About $3.3 billion of fiscal 2020 funds would be under the budget authority from Congress, while $2.8 billion would come from the user fees the FDA collects from drugmakers and the other industries the agency regulates.

Of the funds the FDA is requesting, $3.8 billion — $1.8 billion in budget authority and $1.9 billion in user fees — would be directed to the agency's activities involving medical product safety and availability.


The agency said its latest funding request aligns with the priorities outlined in its January 2018 Strategic Policy Roadmap.

The FDA wants to spend $55 million in fiscal 2020 on ongoing efforts to address the opioid crisis. Some of those funds would be devoted to additional lab needs for its international mail facilities initiative. The agency plans to increase its field and center operational capacity to review up to 100,000 packages annually.

Efforts to lower drug prices

The FDA is also planning to use $27 million to modernize its generic-drug review and approval processes and enable more consistent regulatory decision-making.

The FDA's spending proposal would expand current efforts to streamline and automate the review of the drug quality section of the generic application to include other disciplines engaged in the assessments, leading to faster approval of the products — a key plank in the Trump administration's blueprint to lower Americans' costs on prescription medicines.
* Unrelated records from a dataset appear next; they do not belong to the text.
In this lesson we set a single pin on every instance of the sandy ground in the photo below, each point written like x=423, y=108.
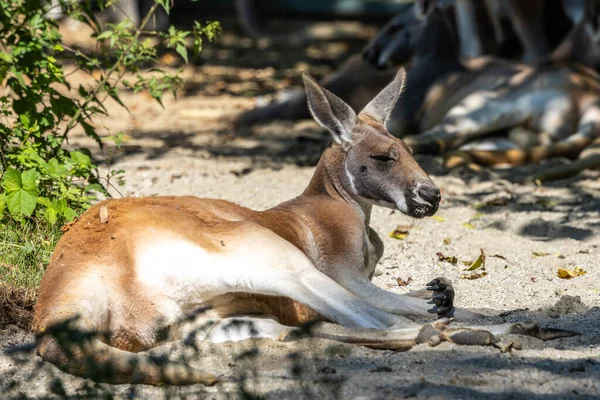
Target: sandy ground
x=189, y=149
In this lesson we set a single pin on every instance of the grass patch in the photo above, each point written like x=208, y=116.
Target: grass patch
x=25, y=251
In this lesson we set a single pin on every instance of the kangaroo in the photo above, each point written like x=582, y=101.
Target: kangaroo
x=561, y=102
x=135, y=268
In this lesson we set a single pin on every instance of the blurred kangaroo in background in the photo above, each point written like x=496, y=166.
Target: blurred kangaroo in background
x=460, y=101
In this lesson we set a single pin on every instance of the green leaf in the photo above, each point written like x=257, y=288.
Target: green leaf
x=12, y=180
x=104, y=35
x=45, y=202
x=81, y=159
x=166, y=4
x=21, y=203
x=480, y=262
x=2, y=204
x=70, y=214
x=182, y=51
x=60, y=205
x=28, y=179
x=24, y=120
x=51, y=215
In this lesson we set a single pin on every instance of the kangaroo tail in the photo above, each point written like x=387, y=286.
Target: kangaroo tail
x=588, y=132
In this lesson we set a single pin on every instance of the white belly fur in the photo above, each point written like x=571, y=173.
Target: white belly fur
x=181, y=275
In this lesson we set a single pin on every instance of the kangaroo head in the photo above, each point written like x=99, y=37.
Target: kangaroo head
x=372, y=164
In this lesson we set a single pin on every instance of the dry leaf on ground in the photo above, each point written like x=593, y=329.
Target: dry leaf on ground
x=401, y=232
x=569, y=274
x=402, y=282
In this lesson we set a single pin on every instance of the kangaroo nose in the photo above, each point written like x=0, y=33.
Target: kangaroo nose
x=430, y=194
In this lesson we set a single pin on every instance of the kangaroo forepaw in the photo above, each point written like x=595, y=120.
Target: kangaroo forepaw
x=443, y=296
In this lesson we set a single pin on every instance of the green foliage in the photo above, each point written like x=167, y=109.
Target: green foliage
x=25, y=250
x=39, y=176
In the overall March 11 budget document, HHS had already noted that the FDA was aiming to reform its 180-day exclusivity process for generic companies, in which the first to file an application seeking approval of a cheaper version of a brand-name medicine is granted six months of market exclusivity.

The FDA wants to tweak that process, including clarifying the rules under which a company must forfeit the 180-day exclusivity. Making those changes could increase generic competition and choice for consumers, according to the agency.

Regulators also are asking for new authority to summarily deny citizen petitions the FDA has determined are shams aimed at impeding generic competition.

Cures Act boost

The FDA also noted that the 21st Century Cures Act authorized $75 million for the agency. The legislation, which was signed by President Barack Obama in December 2016, had set up a $500 million innovation account for the agency to be used over nine years.

The funds will help the FDA implement provisions to accelerate medical product innovation, reduce regulatory burden, enhance efforts for critical scientific and methodological research, and increase the involvement of patients and their perspectives in research and the medical product development process, the agency said.

The Cures Act also provided the FDA with new authorities to improve its ability to compete with industry and academia in hiring and retaining scientific experts.

Antibiotics and countermeasures

The 2016 law also created a regulatory pathway to facilitate the development and approval of antibacterial and antifungal drugs to treat serious or life-threatening infections in limited populations of patients with unmet needs.

The FDA noted that it already published draft guidelines last year for the recommended criteria, processes and other general considerations for demonstrating safety and effectiveness of drugs approved under the so-called LPAD pathway. The agency is under a mandate to finalize the guidelines by February 2020.

The FDA also requested $7 million to support its review and regulatory science capacity to facilitate medical countermeasures readiness to respond to chemical, biological, radiological, nuclear and emerging infectious disease threats.

Manufacturing and real-world evidence

The FDA is also asking Congress for $38.5 million to advance modern drug and biological product manufacturing technologies that have the potential to accelerate new, more targeted therapies, enhance product quality, allow the vaccine supply to be more easily ramped up on short notice and bolster stability in the U.S. drug supply to meet domestic and global needs.

New manufacturing platforms would also contribute to the development of personalized medicines and may help reduce the cost and uncertainty of adopting new manufacturing technologies, the FDA said.

The agency also is requesting $60 million to advance the use of real-world evidence and to support premarket evaluations and post-market safety of products.